Ralstonia solanacearum, like many phytopathogenic bacteria, makes multiple extracellular plant cell-wall-degrading enzymes (CWDE), some of which contribute to its ability to cause wilt disease. CWDE and many other proteins are secreted to the milieu via the highly conserved type II protein secretion system (T2SS). R. solanacearum with a defective T2SS is weakly virulent, but it is not known whether this is due to absence of all the CWDE or the loss of other secreted proteins that contribute to disease. These alternatives were investigated by creating mutants of wild-type strain GMI1000 lacking either the T2SS or up to six CWDE and comparing them for virulence on tomato plants. To create unmarked deletions, genomic regions flanking the target gene were polymerase chain reaction (PCR)-amplified, were fused using splice overlap extension PCR, were cloned into a suicide plasmid harboring the sacB counter-selectable marker, and then, were site-specifically introduced into the genome. Various combinations of five deletions (delta pehA, delta pehB, delta B, PehC, and Pme) was not statistically different from GMI1000, but all the mutants lacking one or both cellulolytic enzymes (Egl or CbhA) wilted plants significantly more slowly than did the wild type. The GMI-6 mutant that lacks all six CWDE was more virulent than the mutant lacking only its two cellulolytic enzymes, and both were significantly more virulent than the T2SS mutant (GMI-D). Very similar results were observed in wounded-petiole inoculation assays, so GMI-6 and GMI-D appear to be less capable of colonizing tomato tissues after invasion. Because the T2SS mutant was much less virulent than the sixfold CWDE mutant, we conclude that other secreted proteins contribute substantially to the ability of R. solanacearum GMI1000 to systemically colonize tomato plants.

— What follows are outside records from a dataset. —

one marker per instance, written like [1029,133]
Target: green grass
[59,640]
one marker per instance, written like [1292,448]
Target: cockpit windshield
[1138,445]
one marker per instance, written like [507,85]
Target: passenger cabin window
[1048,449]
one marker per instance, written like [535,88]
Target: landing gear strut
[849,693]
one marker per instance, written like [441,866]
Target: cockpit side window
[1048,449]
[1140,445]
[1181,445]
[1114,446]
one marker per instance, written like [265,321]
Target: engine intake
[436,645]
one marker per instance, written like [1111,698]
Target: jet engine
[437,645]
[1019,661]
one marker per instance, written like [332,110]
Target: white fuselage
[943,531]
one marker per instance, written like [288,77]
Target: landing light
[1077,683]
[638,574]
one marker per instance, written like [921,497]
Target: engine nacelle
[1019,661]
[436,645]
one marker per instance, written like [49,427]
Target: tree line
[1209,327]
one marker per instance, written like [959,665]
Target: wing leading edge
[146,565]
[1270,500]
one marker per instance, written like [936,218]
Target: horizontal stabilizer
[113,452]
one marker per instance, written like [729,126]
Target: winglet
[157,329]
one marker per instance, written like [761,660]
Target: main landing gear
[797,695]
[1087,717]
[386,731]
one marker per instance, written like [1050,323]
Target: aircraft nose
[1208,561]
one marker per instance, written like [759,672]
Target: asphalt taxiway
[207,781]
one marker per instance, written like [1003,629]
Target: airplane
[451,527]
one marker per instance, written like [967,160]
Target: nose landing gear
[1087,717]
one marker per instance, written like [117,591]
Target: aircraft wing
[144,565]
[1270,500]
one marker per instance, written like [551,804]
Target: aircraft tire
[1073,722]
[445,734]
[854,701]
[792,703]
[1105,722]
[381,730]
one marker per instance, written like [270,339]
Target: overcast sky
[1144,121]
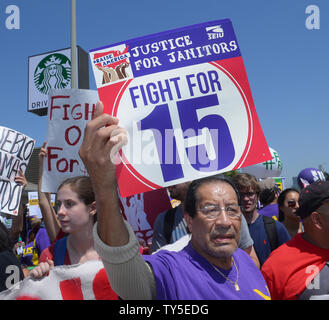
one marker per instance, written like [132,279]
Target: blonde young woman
[71,230]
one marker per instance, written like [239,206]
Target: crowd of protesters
[230,238]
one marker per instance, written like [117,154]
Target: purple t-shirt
[186,275]
[271,210]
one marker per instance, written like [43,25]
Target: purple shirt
[186,275]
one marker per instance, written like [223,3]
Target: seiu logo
[215,32]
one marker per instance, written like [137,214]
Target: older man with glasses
[211,266]
[299,269]
[267,233]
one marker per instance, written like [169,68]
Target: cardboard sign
[34,208]
[68,113]
[184,98]
[87,281]
[141,210]
[15,152]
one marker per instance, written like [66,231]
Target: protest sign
[141,210]
[33,202]
[87,281]
[68,113]
[15,152]
[184,98]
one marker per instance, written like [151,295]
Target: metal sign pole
[74,84]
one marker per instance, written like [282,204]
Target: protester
[210,267]
[10,268]
[288,205]
[299,268]
[268,197]
[308,176]
[169,226]
[267,233]
[245,242]
[76,212]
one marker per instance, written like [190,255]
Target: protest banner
[141,210]
[87,281]
[68,113]
[33,203]
[15,152]
[184,98]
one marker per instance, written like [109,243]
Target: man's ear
[188,220]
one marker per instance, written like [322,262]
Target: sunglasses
[292,203]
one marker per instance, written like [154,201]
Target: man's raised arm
[129,275]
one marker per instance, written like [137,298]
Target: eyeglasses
[249,195]
[292,203]
[211,212]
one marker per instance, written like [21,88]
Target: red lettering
[66,106]
[67,137]
[52,106]
[66,165]
[87,111]
[51,156]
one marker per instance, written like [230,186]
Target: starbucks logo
[53,72]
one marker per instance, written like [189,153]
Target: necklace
[235,283]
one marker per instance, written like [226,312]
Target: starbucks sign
[53,72]
[47,71]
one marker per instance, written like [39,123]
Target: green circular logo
[52,72]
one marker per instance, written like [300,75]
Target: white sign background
[66,122]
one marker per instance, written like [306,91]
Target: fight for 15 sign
[185,100]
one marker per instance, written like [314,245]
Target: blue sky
[287,64]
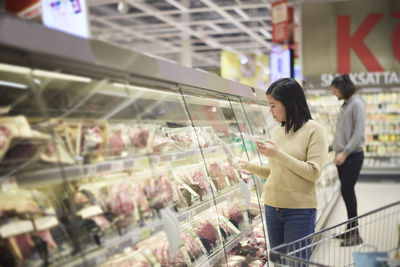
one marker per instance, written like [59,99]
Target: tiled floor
[379,229]
[371,194]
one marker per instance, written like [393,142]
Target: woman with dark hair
[348,146]
[296,155]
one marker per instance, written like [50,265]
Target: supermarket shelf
[208,204]
[376,171]
[118,243]
[76,172]
[213,259]
[113,245]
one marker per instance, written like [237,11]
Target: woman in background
[348,146]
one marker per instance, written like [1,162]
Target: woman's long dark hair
[291,95]
[345,86]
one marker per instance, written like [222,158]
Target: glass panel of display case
[237,205]
[32,214]
[261,120]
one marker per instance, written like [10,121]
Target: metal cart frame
[379,230]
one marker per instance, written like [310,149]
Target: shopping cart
[379,231]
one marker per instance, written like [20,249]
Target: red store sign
[347,42]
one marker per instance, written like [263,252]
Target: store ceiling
[168,28]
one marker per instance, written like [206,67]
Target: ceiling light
[122,7]
[14,69]
[12,84]
[244,60]
[241,13]
[212,43]
[177,5]
[265,33]
[61,76]
[215,27]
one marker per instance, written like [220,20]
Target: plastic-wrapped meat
[91,139]
[229,171]
[159,192]
[117,144]
[139,138]
[191,245]
[256,263]
[48,238]
[254,209]
[207,231]
[50,149]
[225,229]
[121,200]
[101,221]
[235,214]
[235,261]
[200,179]
[141,199]
[5,135]
[80,198]
[182,200]
[164,194]
[260,252]
[162,255]
[24,243]
[186,179]
[140,263]
[217,175]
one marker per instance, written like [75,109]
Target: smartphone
[256,138]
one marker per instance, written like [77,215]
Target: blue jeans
[287,225]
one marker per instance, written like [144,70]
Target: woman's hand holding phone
[268,148]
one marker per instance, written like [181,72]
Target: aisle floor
[371,195]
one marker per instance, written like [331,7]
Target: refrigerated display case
[109,157]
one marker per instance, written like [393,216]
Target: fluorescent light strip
[61,76]
[139,88]
[241,13]
[15,85]
[215,27]
[177,5]
[265,33]
[14,69]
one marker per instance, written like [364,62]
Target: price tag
[117,165]
[8,184]
[155,160]
[90,170]
[145,233]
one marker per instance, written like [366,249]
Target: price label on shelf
[9,183]
[117,165]
[155,160]
[144,233]
[90,170]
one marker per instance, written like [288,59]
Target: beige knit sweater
[293,171]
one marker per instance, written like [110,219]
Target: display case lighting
[14,69]
[140,88]
[241,13]
[60,76]
[12,84]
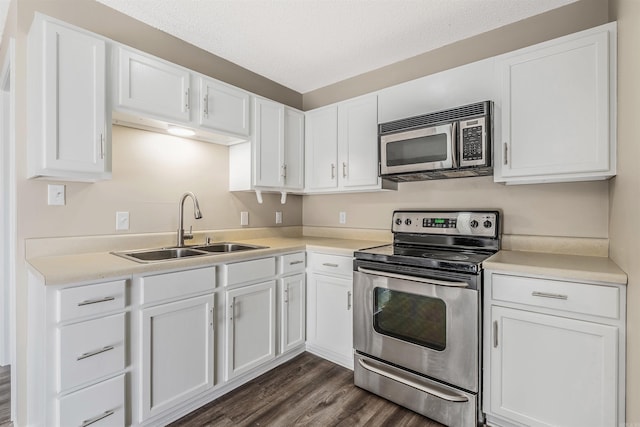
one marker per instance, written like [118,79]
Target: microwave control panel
[473,142]
[480,223]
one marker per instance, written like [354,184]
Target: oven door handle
[433,390]
[413,278]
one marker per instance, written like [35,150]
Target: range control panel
[470,223]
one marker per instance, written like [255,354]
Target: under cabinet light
[178,131]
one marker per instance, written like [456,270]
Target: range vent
[464,112]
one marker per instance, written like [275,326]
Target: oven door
[418,150]
[425,325]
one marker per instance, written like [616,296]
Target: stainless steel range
[417,313]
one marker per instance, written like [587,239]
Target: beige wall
[624,230]
[150,173]
[577,16]
[572,209]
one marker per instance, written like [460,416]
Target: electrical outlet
[55,194]
[122,221]
[343,217]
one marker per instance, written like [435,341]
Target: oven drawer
[331,264]
[438,401]
[574,297]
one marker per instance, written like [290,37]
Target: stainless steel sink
[166,254]
[226,247]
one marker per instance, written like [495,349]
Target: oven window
[425,149]
[409,317]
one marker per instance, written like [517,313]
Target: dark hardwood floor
[5,395]
[306,391]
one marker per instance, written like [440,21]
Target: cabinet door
[269,143]
[293,149]
[75,120]
[321,149]
[555,109]
[223,107]
[358,143]
[552,371]
[330,316]
[177,353]
[292,313]
[251,327]
[153,86]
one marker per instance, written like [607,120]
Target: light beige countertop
[95,266]
[561,266]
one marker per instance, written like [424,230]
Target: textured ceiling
[308,44]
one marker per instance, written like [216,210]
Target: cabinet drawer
[248,271]
[174,285]
[568,296]
[291,263]
[90,300]
[98,405]
[91,350]
[331,264]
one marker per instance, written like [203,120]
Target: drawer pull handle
[96,301]
[548,295]
[97,418]
[95,352]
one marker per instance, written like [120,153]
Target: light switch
[56,195]
[122,221]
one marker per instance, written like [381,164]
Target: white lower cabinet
[173,341]
[552,358]
[177,352]
[292,312]
[329,308]
[251,327]
[77,362]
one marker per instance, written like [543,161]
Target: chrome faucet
[196,213]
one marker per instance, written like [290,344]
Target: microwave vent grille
[466,111]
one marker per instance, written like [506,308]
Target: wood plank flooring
[306,391]
[5,394]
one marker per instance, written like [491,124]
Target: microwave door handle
[454,144]
[413,278]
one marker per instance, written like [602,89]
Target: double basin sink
[166,254]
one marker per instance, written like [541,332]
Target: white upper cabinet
[69,133]
[558,110]
[269,143]
[321,149]
[341,144]
[223,107]
[293,149]
[274,159]
[149,85]
[358,143]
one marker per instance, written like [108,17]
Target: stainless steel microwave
[445,144]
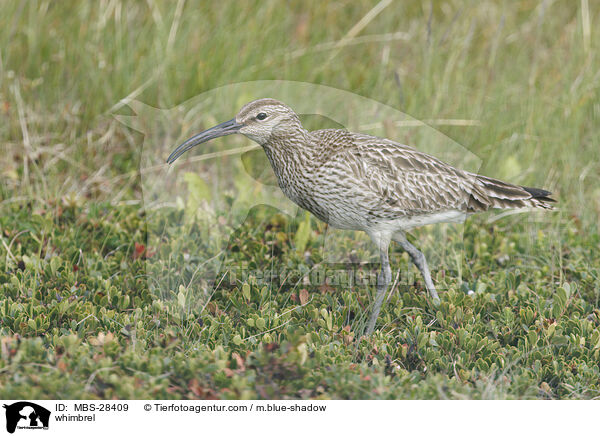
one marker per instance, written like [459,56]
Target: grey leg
[419,260]
[383,278]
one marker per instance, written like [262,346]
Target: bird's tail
[488,193]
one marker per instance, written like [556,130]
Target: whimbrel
[362,182]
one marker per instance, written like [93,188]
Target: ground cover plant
[515,83]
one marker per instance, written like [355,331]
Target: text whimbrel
[361,182]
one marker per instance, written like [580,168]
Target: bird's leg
[419,260]
[383,278]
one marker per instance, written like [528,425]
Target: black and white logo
[26,415]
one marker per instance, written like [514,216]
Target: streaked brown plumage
[361,182]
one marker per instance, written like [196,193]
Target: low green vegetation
[96,300]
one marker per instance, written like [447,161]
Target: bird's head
[260,120]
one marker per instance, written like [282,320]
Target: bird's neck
[290,155]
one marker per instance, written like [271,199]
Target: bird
[360,182]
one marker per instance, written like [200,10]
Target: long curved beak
[223,129]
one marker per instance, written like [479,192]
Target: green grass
[81,314]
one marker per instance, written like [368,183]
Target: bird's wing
[394,180]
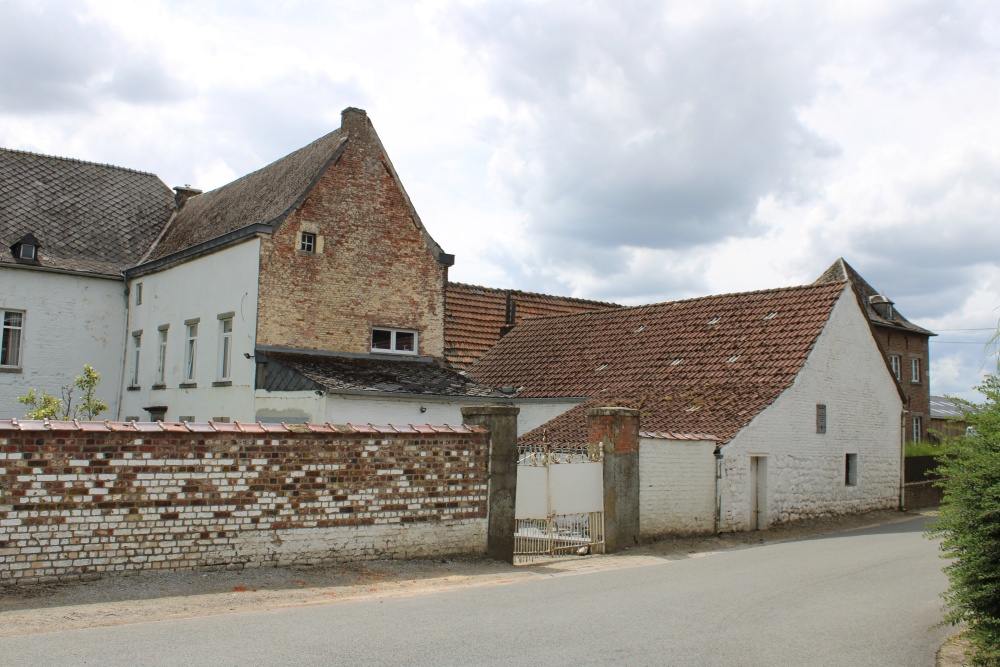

Ralstonia solanacearum requires type 4 pili to adhere to multiple surfaces and for natural transformation and virulence.

As reported previously for Ralstonia solanacearum strain GMI1000, wild-type strains AW1 and K60 were shown to produce Hrp pili. AW1 and K60 mutants lacking Hrp pili still exhibited twitching motility, which requires type 4 pili (Tfp), and electron microscopy revealed that they still made flexuous polar pili. Twitching-positive cells had an extracellular 17 kDa protein that was associated with piliation, and an internal 43-amino-acid sequence of this protein was typical of type 4 pilins. This amino acid sequence is encoded by an open reading frame, designated pilA, in the genomic sequence of GMI1000. PilA is 46% identical to a Pseudomonas aeruginosa type 4 pilin over its entire length and has all the conserved residues and motifs characteristic of type 4 group A pilins. pilA mutants did not make the 17 kDa PilA protein and did not exhibit twitching motility. When compared with its parent, an AW1 pilA mutant was reduced in virulence on tomato plants and in autoaggregation and biofilm formation in broth culture. Unlike AW1, a pilA mutant did not exhibit polar attachment to tobacco suspension culture cells or to tomato roots; it was also not naturally competent for transformation. We reported previously that twitching motility ceases in maturing AW1 colonies and that inactivation of PhcA, a global transcriptional regulator, results in colonies that continue to exhibit twitching motility. Similarly, in broth culture, expression of a pilA::lacZ fusion in AW1 decreased 10-fold at high cell density, but expression remained high in a phcA mutant. In addition, pilA::lacZ expression was positively regulated 10-fold by PehR, a response regulator that is known to be repressed by PhcA. This signal cascade is sufficient to explain why pilA expression, and thus twitching motility, decreases at high cell densities.